We learned pretty quickly that Avery’s life would be far from “normal.” In fact, we’ve flown by the seat of our pants. We can’t tell you what Avery will and will not be able to do. A year ago I may have said, “He might not ever walk.” But now he runs. Differently and a little sideways; and he falls a lot. But he runs!

Little boy standing on his backyard, wearing a green shirt, tan shorts, white socks, white leg braces, and white shoes. he is looking to the side, smiling.

I was forced to do something that I really didn’t want to. I had to define a new “normal” for us.

This is what I learned:

Our normal is clearing airways when your son chokes and gaggs on most foods. Our normal is not sitting up until 18 months and not walking until days before your 3rd birthday. Our normal includes neurology, gastroenterology, pulmonology, ophthalmology, physical medicine and rehab, pediatrician, physical therapy, occupational therapy and speech. Our normal is AFOs and SMOs and hand braces. Our normal is aspiration pneumonia, surgery and hospitalizations. Our normal is a 3-year-old who is just beginning to communicate his needs but still can’t tell you if he has pain. Our normal is ARD meetings, IEPs and the preschool program for children with disabilities. Our normal is fear and tears and fight.
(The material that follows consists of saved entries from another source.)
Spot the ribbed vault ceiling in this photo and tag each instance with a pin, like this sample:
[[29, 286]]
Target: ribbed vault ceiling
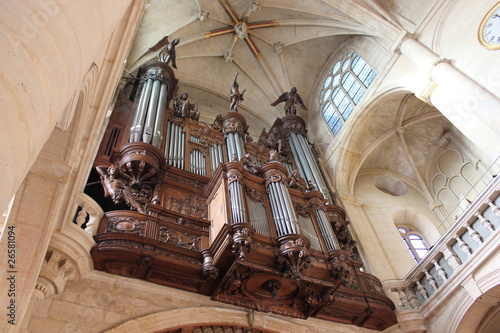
[[290, 43], [290, 51]]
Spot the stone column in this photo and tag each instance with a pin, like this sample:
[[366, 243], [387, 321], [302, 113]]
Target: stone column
[[466, 104], [45, 56]]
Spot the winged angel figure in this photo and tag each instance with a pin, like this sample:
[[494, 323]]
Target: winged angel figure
[[290, 98]]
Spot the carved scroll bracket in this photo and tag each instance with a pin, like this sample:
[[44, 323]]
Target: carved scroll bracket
[[293, 124], [341, 268], [274, 172], [316, 201], [293, 256], [210, 272], [232, 122]]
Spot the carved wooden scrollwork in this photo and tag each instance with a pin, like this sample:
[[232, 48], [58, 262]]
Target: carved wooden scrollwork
[[242, 241], [294, 256], [254, 194], [234, 175], [341, 268], [210, 272], [301, 209]]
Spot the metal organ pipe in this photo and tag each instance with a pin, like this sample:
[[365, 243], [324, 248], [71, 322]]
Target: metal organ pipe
[[158, 129], [151, 115], [221, 158], [294, 226], [301, 157], [170, 143], [175, 144], [276, 212], [313, 166], [239, 145], [183, 143], [137, 126]]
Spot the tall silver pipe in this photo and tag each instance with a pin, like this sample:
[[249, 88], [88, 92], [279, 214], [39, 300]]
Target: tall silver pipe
[[239, 148], [232, 201], [167, 139], [199, 162], [229, 147], [302, 158], [212, 160], [289, 207], [307, 229], [151, 115], [327, 231], [183, 147], [171, 143], [160, 116], [203, 165], [320, 182], [242, 202], [238, 198], [232, 143], [297, 161], [274, 198], [176, 144], [195, 162], [274, 211], [191, 161], [221, 156]]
Our normal is analyzing every single thing he does because the chances of him one day having seizures is greater than the chance he won’t. Our normal is watching your child do things you thought they never would. It’s worrying when they’re sick and stressing about every cough. It’s feeling isolated and alone and like you have no one in your corner. Our normal is Avery.

I decided from day I would not place limitations and labels on him . Who am I to say that he shouldn’t or that he can’t take out the trash? Or clean up behind himself? Or finger paint or do the things typical 3-year-olds do? If I tell him he can’t, perhaps he never will. I’ve resolved to never use the word can’t with him. He can and he will, whether he needs accommodations or he can complete the task alone. I’ll never tell him he isn’t capable. If he was capable of surviving everything he has, taking out the trash will be nothing.
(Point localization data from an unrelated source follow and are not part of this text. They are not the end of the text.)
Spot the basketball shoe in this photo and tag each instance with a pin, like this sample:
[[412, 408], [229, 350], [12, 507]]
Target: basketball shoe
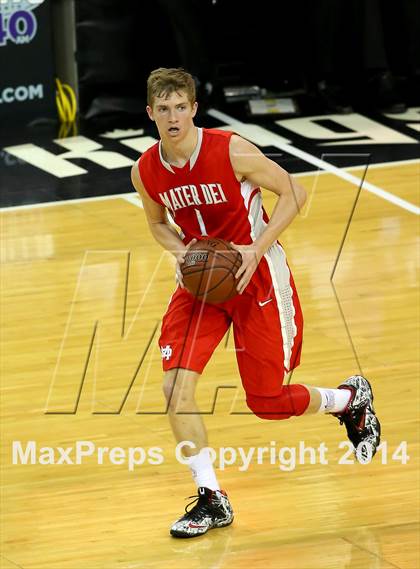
[[360, 419], [211, 510]]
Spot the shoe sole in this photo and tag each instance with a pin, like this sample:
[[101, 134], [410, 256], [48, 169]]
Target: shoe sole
[[182, 535]]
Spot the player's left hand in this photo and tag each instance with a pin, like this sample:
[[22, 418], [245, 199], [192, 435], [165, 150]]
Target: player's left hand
[[251, 256]]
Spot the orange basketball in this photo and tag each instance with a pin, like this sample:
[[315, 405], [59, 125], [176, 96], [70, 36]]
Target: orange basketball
[[209, 270]]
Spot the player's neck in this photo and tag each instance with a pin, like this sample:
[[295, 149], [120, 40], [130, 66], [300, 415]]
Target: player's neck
[[178, 153]]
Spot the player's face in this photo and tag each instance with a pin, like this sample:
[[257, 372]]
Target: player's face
[[173, 115]]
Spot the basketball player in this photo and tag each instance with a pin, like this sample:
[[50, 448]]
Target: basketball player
[[209, 181]]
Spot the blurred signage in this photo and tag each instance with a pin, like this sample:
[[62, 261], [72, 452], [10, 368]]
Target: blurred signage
[[26, 60]]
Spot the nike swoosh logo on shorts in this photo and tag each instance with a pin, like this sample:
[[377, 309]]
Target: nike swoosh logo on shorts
[[264, 302]]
That one conversation brought all of this. I think about it quite a bit because it was a moment that my tough façade crumbled and you could see the weak person hiding behind it. I’m ashamed of that fear I felt but at the same time I’m grateful it happened because of the growth it led me to.

And as soon as Avery outweighs the bag of trash, he’ll be taking care of that.

Along with anything else he wants to tackle along the way.